Our goal for the game is that all the characters will have friendships that are important to them, experience a little bit of lovin’ at the summer parties, and feel the fear of death as people around them start to become infected.

A story about two circles of friends

The story will follow two groups of friends: Mr. T’s very gay 4th of July party, and the close-knit friendship circle formed by the Saratoga cancer survivors.

The gay and lesbian group revolves around Terrence Thurlow (“Mr. T” among friends and enemies alike), a successful and openly gay owner of a public relations company. Every 4th of July he hosts a party for friends, past and future lovers, as well as new acquaintances from the scene, whom he finds interesting enough to receive an invitation. This is a party people want to be at, so unless you have front row seats at the Liza Minnelli show on the very same night, you will be there. A subgroup linked to Mr. T’s party is some of New York’s finest lesbians. They have been invited to the party by Pen, Mr. T’s friend and secretary. The Mr. T party represents many of the subcultural gay scenes in New York anno 1982, from Leather Men to Intellectuals and Activists.

In upstate New York, not far from the small town of Saratoga, there is what used to be the Saratoga Centre for Hope and Healing, a rehabilitation center for young people with cancer. The core of the other group of close-knit friends met each other as teenagers at the rehabilitation centre and have stayed connected ever since.
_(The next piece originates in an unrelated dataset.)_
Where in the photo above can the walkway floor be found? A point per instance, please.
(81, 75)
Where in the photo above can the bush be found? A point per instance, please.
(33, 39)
Joani, Kohana, and Kim are the informal leaders of this group, and it was those three who took the initiative to write down The Saratoga Pact: in a ritual, they all promised each other to stay friends and to live their lives to the fullest.

After the center closed its doors five years ago, the group of former patients linked by The Pact started to gather here for the 4th of July. In 1977 they all slept in tents down by the lake, but since 1978 they have been allowed to rent part of the old institution. Every year they renew their pact of friendship. The rest of this group are spouses, boyfriends, and girlfriends of the cancer survivors. As in many close groups of friends there are many overlapping and past (and future?) relationships in this group. It makes friendships and love lives sometimes quite complicated. These young cancer survivors have learned to celebrate life fully. Some of them are frequent visitors to free-spirited places like swinger’s clubs and some are practitioners of alternative forms of spirituality. The Saratoga group all represent The Alternative America of the 80s.

Last year Mr. T decided he wanted to get out of the city for the 4th of July party and asked Pen, his secretary, to find a place that was remote, but not too far from the city and next to a lake. The result was that Mr. T also rented a house for his guests at the former Saratoga Centre for Hope and Healing. This year, in 1982 both groups will return to Saratoga. Last year the two parties were largely separate, but late into the night they started merging. It is likely that this will happen to a greater extent this year.